Une structure essentiellement extravertie : En réalité, au-delà de la crise sanitaire et économique, la pandémie du coronavirus a souligné l’une des tares du secteur touristique africain : sa forte dépendance aux visiteurs internationaux. Selon une étude de la CNUCED, le tourisme intra-régional dans le monde représente 8 arrivées sur 10. En Afrique, seulement 4 touristes internationaux sur 10 sont Africains. Si les touristes africains tirent de plus en plus la demande du continent en matière de tourisme, ces chiffres montrent que le potentiel du tourisme domestique ou intra-régional en Afrique est loin d’être pleinement exploité. Cette situation peut être attribuée au fait que la plupart des investissements réalisés par les gouvernements dans le secteur touristique, ces dernières années, ont souvent ciblé les visiteurs internationaux au détriment des populations locales. Les infrastructures hôtelières et la tarification des visites de sites touristiques ont souvent ciblé une clientèle haut de gamme, capable d’investir de fortes sommes d’argent non seulement dans le tourisme de loisir, mais également dans le tourisme d’affaires. Si au niveau national, les politiques touristiques n’ont pas assez pris en compte les visiteurs locaux, au niveau régional c’est surtout la lenteur des politiques intégrationnistes qui semblent en cause. L’un des problèmes les plus fréquemment pointés du doigt dans ce domaine est celui de la désorganisation du secteur aérien africain qui rend le voyage à l’intérieur du continent  plus difficile et plus cher que les voyages en provenance d’autres continents.

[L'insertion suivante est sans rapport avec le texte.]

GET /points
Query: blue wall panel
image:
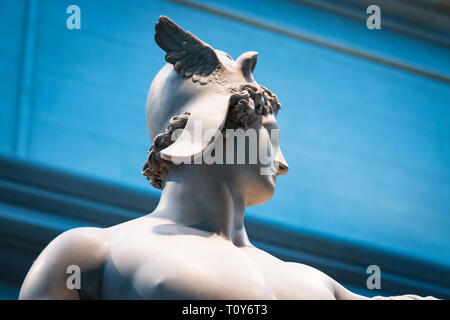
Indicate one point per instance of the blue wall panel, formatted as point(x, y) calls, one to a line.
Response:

Pour se rendre d’une destination à une autre sur le continent africain, un voyageur peut, parfois, être obligé de parcourir des milliers de kilomètres en passant par le Moyen-Orient ou l’Europe. Selon un rapport du groupe City Lab, il faut par exemple débourser plus de 600 dollars pour un vol qui durera 10 heures entre Kampala (Ouganda) et Bujumbura (Burundi), deux villes distantes de 725 km. Au même moment, avec une distance qui est à peu près la même entre les villes américaines de Boston et Washington DC, un voyageur achètera son billet en moyenne à 120 dollars pour une durée de vol de 1h 30, en moyenne. Afin de régler cette situation et de permettre aux pays africains de créer un environnement favorable au développement du secteur touristique, de nombreuses initiatives ont été lancées. En plus des mesures prises au niveau interne par chaque pays, la création d’un marché unique du transport aérien africain censé unifier les tarifications à travers le continent pour faciliter les vols intra-régionaux semble l’initiative phare. « Le segment domestique a souvent été ignoré, mais cette crise a mis en avant l’opportunité et la nécessité de se repositionner sur les déplacements domestiques et intra-régionaux », indiquait Elcia Grandcourt, directrice Afrique de l’Organisation mondiale du tourisme (OMT). Et d’ajouter, « la diversification des produits, le développement des infrastructures et des prix compétitifs (tels que les tarifs résidents) doivent également tenir compte de la démographie des consommateurs locaux afin qu’ils puissent découvrir eux aussi ce que leur pays a à offrir. Il est primordial d’adapter son offre à l’échelle locale et de répondre aux besoins nationaux. Ce type de marché a déjà montré dans plusieurs pays sa capacité de soutien à l’économie locale et d’absorption des chocs, après des attaques terroristes, par exemple ».